Because as peaceful as that scene looked, it was no idyll. A bright yellow school bus rolled up to the front gates, and despite its cartoonish appearance, the grinning face of a Monokuma robot peered out through the driver's window. The jarring horror of the bear's presence set alarm bells ringing in Togami's head, warning signs that even the rushing emptiness filling his ears couldn't silence. He didn't want to watch this, didn't want to see it, to have the images in his head to haunt him every time he closed his eyes…

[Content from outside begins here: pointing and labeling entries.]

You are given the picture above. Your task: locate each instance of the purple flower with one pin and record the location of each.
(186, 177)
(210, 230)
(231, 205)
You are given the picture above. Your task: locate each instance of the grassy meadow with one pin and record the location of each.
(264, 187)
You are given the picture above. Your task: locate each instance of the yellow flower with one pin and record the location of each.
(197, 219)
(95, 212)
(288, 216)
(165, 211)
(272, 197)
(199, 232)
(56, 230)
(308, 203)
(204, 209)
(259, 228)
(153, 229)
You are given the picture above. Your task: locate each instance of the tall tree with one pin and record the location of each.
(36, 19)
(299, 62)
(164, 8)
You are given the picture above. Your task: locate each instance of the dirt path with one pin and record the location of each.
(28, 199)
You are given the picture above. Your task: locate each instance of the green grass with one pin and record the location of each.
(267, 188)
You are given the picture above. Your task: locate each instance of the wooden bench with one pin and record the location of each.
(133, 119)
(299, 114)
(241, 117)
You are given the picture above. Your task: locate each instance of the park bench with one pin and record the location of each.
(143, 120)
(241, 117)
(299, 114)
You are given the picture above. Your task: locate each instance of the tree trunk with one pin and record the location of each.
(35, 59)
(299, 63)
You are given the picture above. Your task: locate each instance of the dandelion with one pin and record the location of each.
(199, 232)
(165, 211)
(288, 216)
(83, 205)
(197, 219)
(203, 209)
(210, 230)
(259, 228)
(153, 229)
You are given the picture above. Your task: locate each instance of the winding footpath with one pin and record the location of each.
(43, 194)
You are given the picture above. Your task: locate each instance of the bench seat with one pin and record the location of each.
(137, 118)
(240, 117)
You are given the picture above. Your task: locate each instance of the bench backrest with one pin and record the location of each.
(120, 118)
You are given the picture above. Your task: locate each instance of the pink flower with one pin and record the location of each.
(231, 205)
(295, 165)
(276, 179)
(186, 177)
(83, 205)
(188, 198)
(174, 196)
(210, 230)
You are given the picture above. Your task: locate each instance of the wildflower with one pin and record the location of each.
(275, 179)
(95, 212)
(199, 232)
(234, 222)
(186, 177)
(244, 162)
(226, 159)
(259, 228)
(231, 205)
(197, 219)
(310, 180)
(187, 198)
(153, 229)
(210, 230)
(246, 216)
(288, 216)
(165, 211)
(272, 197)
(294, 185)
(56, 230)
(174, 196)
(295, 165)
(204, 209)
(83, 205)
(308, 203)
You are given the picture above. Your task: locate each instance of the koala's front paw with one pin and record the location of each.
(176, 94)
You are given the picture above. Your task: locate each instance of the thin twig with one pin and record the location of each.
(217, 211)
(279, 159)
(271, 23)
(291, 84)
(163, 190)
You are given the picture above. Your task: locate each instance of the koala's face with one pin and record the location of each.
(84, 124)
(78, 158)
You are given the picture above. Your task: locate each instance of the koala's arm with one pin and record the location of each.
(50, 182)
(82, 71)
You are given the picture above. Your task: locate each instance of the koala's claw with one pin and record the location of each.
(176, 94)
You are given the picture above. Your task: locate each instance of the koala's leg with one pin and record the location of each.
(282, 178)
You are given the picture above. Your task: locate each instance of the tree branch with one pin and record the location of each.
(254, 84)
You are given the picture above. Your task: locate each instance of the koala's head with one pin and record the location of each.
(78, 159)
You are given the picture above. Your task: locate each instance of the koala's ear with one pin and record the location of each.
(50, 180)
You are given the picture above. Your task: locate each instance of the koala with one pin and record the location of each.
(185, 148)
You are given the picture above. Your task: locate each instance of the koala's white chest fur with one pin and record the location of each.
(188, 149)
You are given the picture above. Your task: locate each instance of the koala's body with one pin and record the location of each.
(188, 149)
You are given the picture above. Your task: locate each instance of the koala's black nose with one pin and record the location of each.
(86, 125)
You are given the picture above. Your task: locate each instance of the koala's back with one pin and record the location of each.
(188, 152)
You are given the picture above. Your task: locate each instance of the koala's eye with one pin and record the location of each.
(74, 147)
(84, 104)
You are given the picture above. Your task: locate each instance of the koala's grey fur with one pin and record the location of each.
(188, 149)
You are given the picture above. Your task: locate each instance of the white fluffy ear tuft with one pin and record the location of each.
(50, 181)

But he couldn't look away. If the worst was true, if Naegi really was on the other side of that window, if he'd managed to stay conscious while dragged away in chains… then he deserved to know that his boyfriend was watching. If there was the chance it might offer the sweet, undeserving, innocent boy a drop of comfort, Togami couldn't deny him. He took a slow, stumbling step towards the window, then another.

He reached the window just as the school bus pulled away again, leaving a long line of black silhouettes behind. Fifteen dark figures were outlined against the sunny sky, hands joined together to link them in a chain — fifteen figures that he recognized. Hagakure's mess of an afro, Ogami's muscular build, Celeste's corkscrew pigtails… every one of the students who'd begun the game stood there all in black.

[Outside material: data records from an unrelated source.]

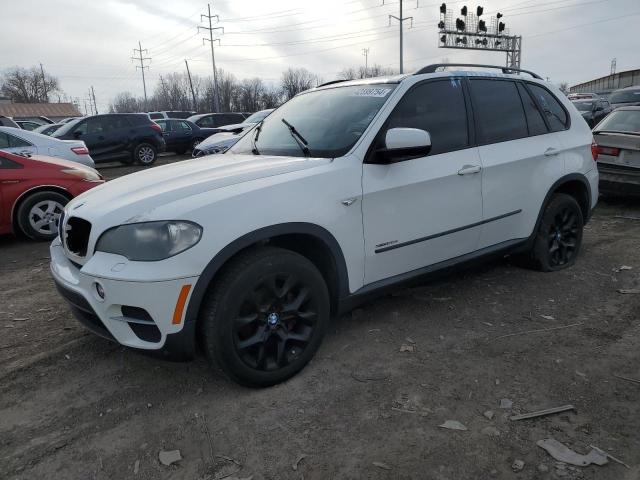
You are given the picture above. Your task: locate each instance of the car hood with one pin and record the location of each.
(140, 196)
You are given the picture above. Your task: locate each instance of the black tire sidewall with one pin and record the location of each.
(219, 342)
(541, 257)
(136, 152)
(22, 215)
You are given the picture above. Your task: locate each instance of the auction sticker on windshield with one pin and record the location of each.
(371, 92)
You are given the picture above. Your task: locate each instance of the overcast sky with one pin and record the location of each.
(87, 43)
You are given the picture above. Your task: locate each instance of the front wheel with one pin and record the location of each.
(145, 154)
(265, 317)
(39, 214)
(559, 236)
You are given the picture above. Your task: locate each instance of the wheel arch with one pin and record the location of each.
(574, 184)
(27, 193)
(310, 240)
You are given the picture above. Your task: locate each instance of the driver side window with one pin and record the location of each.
(439, 108)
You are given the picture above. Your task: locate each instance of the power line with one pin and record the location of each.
(142, 66)
(211, 29)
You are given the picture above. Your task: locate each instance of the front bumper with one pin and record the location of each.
(619, 180)
(135, 314)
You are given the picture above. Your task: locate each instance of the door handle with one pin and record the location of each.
(550, 152)
(469, 169)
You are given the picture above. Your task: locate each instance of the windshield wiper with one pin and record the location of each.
(302, 143)
(254, 149)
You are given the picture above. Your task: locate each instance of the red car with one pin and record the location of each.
(34, 191)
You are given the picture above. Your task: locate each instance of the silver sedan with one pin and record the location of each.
(23, 142)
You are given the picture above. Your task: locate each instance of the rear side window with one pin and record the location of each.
(499, 110)
(439, 108)
(535, 122)
(556, 116)
(9, 141)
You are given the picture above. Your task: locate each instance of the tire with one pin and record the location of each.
(39, 213)
(195, 143)
(265, 317)
(145, 154)
(559, 237)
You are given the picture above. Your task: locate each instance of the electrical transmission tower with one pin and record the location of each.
(139, 51)
(211, 29)
(401, 21)
(365, 53)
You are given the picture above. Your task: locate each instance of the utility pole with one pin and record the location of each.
(211, 29)
(45, 96)
(401, 21)
(93, 95)
(193, 93)
(365, 52)
(142, 66)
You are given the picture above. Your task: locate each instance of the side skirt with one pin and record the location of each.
(429, 273)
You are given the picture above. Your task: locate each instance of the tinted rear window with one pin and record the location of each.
(499, 110)
(555, 113)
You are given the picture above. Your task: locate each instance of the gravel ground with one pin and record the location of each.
(74, 406)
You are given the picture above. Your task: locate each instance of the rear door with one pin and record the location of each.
(422, 211)
(519, 156)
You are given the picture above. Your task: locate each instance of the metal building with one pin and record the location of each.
(609, 83)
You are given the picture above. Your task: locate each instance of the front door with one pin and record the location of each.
(425, 210)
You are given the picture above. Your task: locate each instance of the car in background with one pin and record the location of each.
(170, 114)
(618, 139)
(127, 137)
(229, 135)
(28, 144)
(182, 135)
(28, 125)
(218, 143)
(582, 96)
(35, 191)
(41, 119)
(8, 122)
(593, 110)
(48, 129)
(215, 120)
(625, 97)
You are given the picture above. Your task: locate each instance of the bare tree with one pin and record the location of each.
(376, 70)
(295, 81)
(23, 85)
(125, 102)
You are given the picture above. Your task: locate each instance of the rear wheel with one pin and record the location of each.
(145, 154)
(559, 236)
(265, 317)
(39, 214)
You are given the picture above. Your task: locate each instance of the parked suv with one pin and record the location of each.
(342, 192)
(127, 137)
(215, 120)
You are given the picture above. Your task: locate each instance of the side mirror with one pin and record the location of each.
(404, 144)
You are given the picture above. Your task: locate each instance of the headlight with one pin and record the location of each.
(150, 241)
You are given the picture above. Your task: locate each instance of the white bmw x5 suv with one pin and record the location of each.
(344, 190)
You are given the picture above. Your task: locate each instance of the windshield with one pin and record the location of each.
(256, 117)
(330, 121)
(625, 96)
(621, 121)
(584, 106)
(67, 127)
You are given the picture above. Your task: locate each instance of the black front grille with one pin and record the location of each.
(77, 236)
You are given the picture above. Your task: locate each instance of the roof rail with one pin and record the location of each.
(433, 68)
(330, 83)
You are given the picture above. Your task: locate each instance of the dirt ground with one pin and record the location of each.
(74, 406)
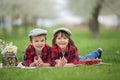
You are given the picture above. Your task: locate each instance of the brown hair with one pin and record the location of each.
(36, 36)
(63, 33)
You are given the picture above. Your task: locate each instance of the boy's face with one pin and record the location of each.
(38, 42)
(62, 41)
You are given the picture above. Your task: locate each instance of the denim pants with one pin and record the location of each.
(93, 54)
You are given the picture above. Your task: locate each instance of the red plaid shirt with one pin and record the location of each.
(71, 54)
(30, 54)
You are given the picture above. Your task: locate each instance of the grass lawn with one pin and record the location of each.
(109, 40)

No — not every one of them. When he searched the line for a small figure with one strand of distinctively disobedient hair, he couldn't find anything — but he did see the outline of a slim girl he didn't recognize. Was that supposed to be Ikusaba? But if she was there… then where was…

And then the line began to move — and Togami realized that the figures hadn't been the only things Monokuma's school bus had disgorged. He hadn't been able to see past the black figures, but now, as they slid away from their starting positions, they parted to reveal Naegi's crumpled body on the front steps. He would have been entirely sprawled on the ground if it hadn't been for two large, heavy handcuffs on each wrist, binding his hands into their places in the line. His right hand linked him to a girl with one thin braid in her otherwise loose hair — and his left hand — oh god, injured left hand had been torn from its sling to dangle uselessly from the cuff chaining him to a tall boy with glasses.

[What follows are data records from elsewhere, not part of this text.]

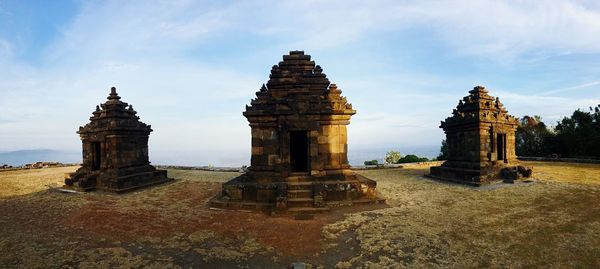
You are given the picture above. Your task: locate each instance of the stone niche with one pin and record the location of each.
(481, 141)
(115, 151)
(299, 156)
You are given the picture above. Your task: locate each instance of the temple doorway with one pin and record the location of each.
(299, 151)
(501, 146)
(96, 156)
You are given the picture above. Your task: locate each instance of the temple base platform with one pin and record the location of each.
(298, 193)
(116, 180)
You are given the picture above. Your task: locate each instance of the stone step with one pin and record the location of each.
(299, 179)
(308, 210)
(300, 202)
(303, 193)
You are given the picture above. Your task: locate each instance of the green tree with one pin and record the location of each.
(410, 158)
(579, 134)
(392, 157)
(533, 138)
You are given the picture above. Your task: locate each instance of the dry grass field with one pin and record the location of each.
(552, 222)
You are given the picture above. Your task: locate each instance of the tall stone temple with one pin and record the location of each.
(481, 141)
(115, 151)
(299, 156)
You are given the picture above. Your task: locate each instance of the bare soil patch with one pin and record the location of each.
(552, 223)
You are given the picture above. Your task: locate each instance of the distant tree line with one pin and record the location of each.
(577, 136)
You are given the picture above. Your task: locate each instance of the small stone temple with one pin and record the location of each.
(115, 151)
(299, 156)
(481, 141)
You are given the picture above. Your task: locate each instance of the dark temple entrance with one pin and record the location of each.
(96, 156)
(299, 151)
(501, 149)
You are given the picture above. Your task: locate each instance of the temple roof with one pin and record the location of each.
(479, 106)
(114, 115)
(298, 86)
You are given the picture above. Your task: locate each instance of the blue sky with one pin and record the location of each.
(190, 67)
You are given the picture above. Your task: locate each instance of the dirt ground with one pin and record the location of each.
(551, 222)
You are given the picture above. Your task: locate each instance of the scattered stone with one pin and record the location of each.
(301, 265)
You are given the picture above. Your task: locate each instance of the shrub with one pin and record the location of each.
(410, 158)
(371, 162)
(392, 157)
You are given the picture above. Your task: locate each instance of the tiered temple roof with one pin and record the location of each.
(114, 114)
(476, 107)
(297, 85)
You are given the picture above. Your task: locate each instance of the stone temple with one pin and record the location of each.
(115, 151)
(299, 159)
(481, 141)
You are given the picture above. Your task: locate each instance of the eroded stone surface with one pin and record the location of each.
(481, 140)
(299, 144)
(115, 150)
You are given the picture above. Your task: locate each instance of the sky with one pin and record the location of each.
(190, 67)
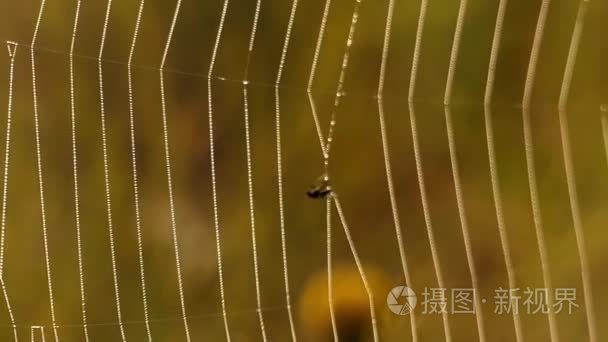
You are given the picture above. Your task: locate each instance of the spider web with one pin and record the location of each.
(156, 269)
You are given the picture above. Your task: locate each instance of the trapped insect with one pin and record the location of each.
(320, 188)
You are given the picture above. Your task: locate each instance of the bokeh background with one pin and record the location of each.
(357, 167)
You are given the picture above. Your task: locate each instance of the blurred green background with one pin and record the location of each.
(357, 166)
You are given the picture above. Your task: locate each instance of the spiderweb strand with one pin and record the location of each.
(313, 71)
(387, 161)
(604, 110)
(454, 56)
(496, 40)
(340, 89)
(106, 173)
(292, 14)
(353, 249)
(169, 173)
(12, 51)
(417, 48)
(529, 150)
(419, 168)
(570, 175)
(578, 226)
(83, 304)
(218, 242)
(41, 332)
(40, 176)
(496, 193)
(427, 215)
(464, 225)
(140, 247)
(256, 271)
(572, 54)
(330, 275)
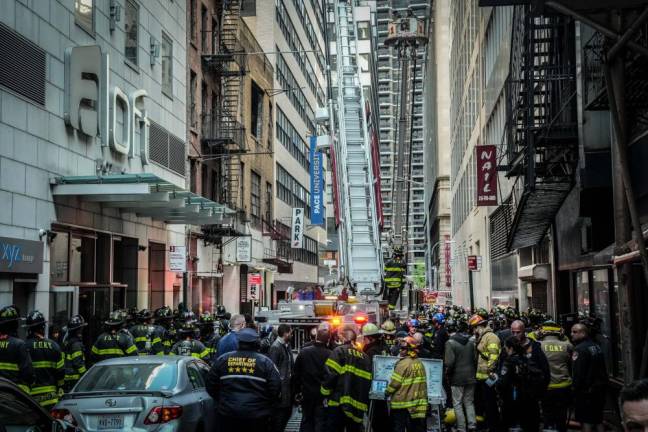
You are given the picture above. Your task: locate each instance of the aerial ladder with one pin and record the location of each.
(360, 248)
(405, 34)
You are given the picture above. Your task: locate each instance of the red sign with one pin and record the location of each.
(448, 256)
(254, 279)
(486, 175)
(472, 262)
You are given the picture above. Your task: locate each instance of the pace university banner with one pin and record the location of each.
(317, 184)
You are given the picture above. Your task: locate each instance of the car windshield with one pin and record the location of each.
(129, 377)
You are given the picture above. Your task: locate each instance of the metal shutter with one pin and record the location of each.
(22, 65)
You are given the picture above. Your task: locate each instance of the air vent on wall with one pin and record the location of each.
(166, 149)
(22, 68)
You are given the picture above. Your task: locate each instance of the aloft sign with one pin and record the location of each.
(96, 109)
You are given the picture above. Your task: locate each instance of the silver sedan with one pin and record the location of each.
(146, 393)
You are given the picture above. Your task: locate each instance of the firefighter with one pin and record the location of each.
(163, 317)
(208, 336)
(558, 351)
(74, 352)
(15, 361)
(394, 277)
(187, 345)
(408, 390)
(388, 330)
(488, 350)
(113, 342)
(346, 384)
(142, 332)
(48, 362)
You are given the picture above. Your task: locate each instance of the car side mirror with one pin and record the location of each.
(63, 426)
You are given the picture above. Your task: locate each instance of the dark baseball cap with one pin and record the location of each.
(247, 335)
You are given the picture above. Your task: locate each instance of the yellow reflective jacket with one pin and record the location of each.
(488, 351)
(408, 387)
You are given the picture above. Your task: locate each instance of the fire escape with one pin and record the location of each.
(223, 132)
(542, 148)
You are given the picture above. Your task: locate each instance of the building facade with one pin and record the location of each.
(294, 43)
(94, 128)
(436, 107)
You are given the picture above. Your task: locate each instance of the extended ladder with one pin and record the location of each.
(359, 234)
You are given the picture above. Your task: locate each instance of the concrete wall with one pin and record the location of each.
(36, 145)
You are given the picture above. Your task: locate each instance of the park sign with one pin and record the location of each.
(297, 232)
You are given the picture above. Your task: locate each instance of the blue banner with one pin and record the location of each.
(317, 184)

The silhouettes had moved from a line to a loose circle, wrapping around the model of the school in a strange echo of the circles of the trial room. Togami strained to see through them, pressing against the cold glass of the window as he searched for some clue about Naegi's condition. Was he still conscious? Still breathing?

But before he could tell for certain, the last two figures joined hands to connect the final links of the circle — and the silhouettes began to spin.